Last week’s job numbers looked bright. As of September, the Bureau of Labor Statistics reported that unemployment had fallen to 5.9%, and the economy added nearly 250,000 new jobs, exceeding expectations. It’s yet another sign of welcome relief after devastating years of recession and an uncertain, ongoing recovery.
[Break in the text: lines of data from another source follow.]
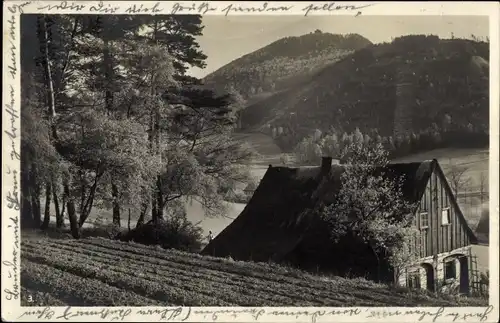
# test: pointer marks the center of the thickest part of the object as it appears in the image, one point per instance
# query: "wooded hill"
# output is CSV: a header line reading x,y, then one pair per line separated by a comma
x,y
446,90
283,63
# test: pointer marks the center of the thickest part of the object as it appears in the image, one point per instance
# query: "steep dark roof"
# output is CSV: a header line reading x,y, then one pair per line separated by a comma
x,y
278,215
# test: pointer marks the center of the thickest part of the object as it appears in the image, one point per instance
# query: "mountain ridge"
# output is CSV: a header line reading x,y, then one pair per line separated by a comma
x,y
448,79
283,63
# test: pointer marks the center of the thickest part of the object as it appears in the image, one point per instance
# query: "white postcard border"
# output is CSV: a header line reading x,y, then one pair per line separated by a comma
x,y
11,309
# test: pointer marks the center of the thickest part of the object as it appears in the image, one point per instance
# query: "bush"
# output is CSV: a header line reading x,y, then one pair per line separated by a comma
x,y
174,232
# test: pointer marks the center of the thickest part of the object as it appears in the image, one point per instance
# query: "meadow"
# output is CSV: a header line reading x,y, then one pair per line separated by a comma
x,y
91,272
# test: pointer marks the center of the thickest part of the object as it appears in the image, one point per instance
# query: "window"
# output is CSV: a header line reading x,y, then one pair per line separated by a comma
x,y
424,220
450,270
445,217
413,280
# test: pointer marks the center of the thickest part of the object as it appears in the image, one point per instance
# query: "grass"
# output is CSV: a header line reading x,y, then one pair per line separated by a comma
x,y
101,272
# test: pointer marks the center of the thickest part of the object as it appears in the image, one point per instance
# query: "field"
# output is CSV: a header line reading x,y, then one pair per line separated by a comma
x,y
103,272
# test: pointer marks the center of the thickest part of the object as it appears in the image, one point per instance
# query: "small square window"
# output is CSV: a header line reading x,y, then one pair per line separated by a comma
x,y
424,220
413,280
450,270
445,216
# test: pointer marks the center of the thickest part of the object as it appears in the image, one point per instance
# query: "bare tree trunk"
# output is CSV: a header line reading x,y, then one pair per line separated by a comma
x,y
129,219
116,205
35,198
159,197
70,204
142,215
44,39
44,42
378,262
48,195
59,212
26,207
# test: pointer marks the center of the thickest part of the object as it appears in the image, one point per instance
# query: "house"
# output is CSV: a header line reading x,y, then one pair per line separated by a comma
x,y
278,224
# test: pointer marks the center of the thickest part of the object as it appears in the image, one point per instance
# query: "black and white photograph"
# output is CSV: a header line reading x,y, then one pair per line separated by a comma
x,y
250,160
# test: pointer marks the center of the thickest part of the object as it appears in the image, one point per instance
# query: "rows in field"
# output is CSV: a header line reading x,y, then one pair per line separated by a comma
x,y
150,277
290,293
67,288
228,287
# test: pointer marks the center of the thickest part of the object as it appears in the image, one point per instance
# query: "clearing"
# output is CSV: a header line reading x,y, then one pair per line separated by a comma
x,y
101,272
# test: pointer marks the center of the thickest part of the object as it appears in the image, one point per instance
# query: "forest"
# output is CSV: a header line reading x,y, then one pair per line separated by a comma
x,y
447,92
111,119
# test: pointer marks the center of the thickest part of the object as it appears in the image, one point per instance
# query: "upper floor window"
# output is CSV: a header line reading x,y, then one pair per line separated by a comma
x,y
450,270
446,216
424,220
413,280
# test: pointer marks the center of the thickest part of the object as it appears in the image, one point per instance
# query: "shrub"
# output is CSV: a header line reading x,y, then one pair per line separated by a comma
x,y
174,232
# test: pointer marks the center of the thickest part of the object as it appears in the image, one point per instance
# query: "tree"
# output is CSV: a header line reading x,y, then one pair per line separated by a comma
x,y
123,124
371,207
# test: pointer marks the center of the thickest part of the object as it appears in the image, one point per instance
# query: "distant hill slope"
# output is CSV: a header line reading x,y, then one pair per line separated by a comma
x,y
101,272
285,62
406,85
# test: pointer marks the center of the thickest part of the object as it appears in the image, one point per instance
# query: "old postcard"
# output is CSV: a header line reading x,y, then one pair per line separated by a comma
x,y
250,161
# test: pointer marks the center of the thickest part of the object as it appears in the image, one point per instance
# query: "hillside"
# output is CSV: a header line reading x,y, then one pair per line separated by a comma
x,y
444,83
283,63
100,272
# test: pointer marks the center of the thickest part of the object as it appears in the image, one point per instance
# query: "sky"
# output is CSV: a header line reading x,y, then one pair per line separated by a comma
x,y
228,38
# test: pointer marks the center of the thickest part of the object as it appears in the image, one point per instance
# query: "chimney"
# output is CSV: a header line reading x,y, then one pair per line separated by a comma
x,y
326,164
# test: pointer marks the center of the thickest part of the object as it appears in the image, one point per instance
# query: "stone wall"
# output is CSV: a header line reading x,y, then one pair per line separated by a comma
x,y
438,263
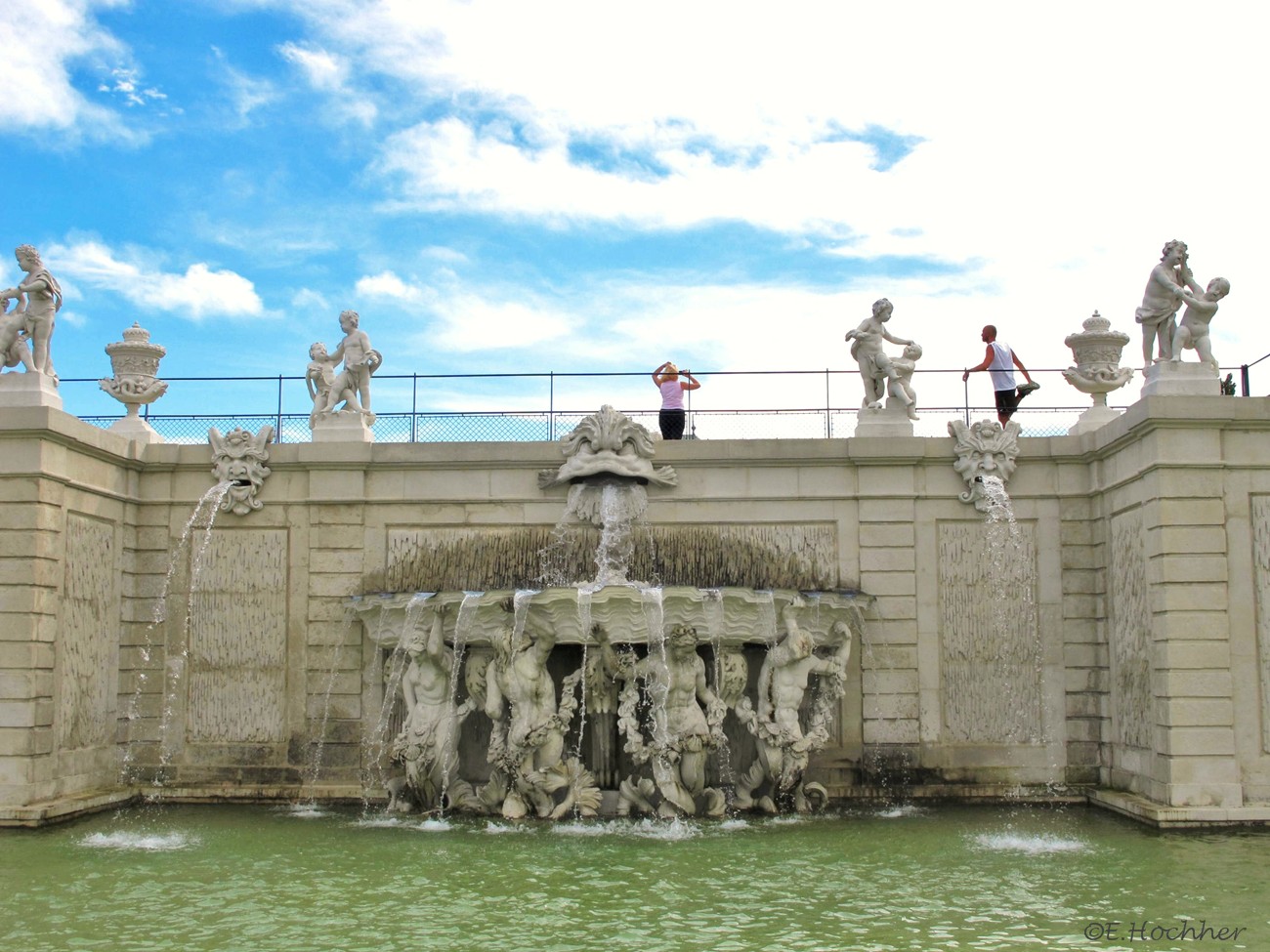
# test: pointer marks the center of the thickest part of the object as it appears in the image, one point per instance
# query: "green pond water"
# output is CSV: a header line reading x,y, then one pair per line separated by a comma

But the sunny jobs report doesn’t reflect another ongoing issue–the income inequality that became a lightning rod for public discourse in 2011 and helped shape the 2012 presidential race. Last week, the Economic Policy Institute, a left-leaning Washington, D.C. thinktank, published a chart illustrating just how quickly the fortunes of the wealthiest Americans are outpacing those of American families with median wealth. Between 2010 and 2013 alone, the number of median-wealthy families whose assets combined to match the wealth of six Walmart billionaires on the Forbes 400 list grew by more than 600,000 net worths. By 2013, you’d need to combine nearly 1.78 million median net worths (at $81,200 each) to equal that of the six wealthiest Waltons.
A labor economist at the University of California, Berkeley, made another chart illustrating the same issue. Sylvia Allegretto looked at the fortunes of the median American family, the Forbes 400 list, and the six Waltons in two time spans–between 2007 and 2010 and between 2010 and 2013.
While median family wealth continued to dip slightly in later years, the Forbes 400 list’s net worths increased by 45%. The six Waltons’ net worths alone jumped 51%.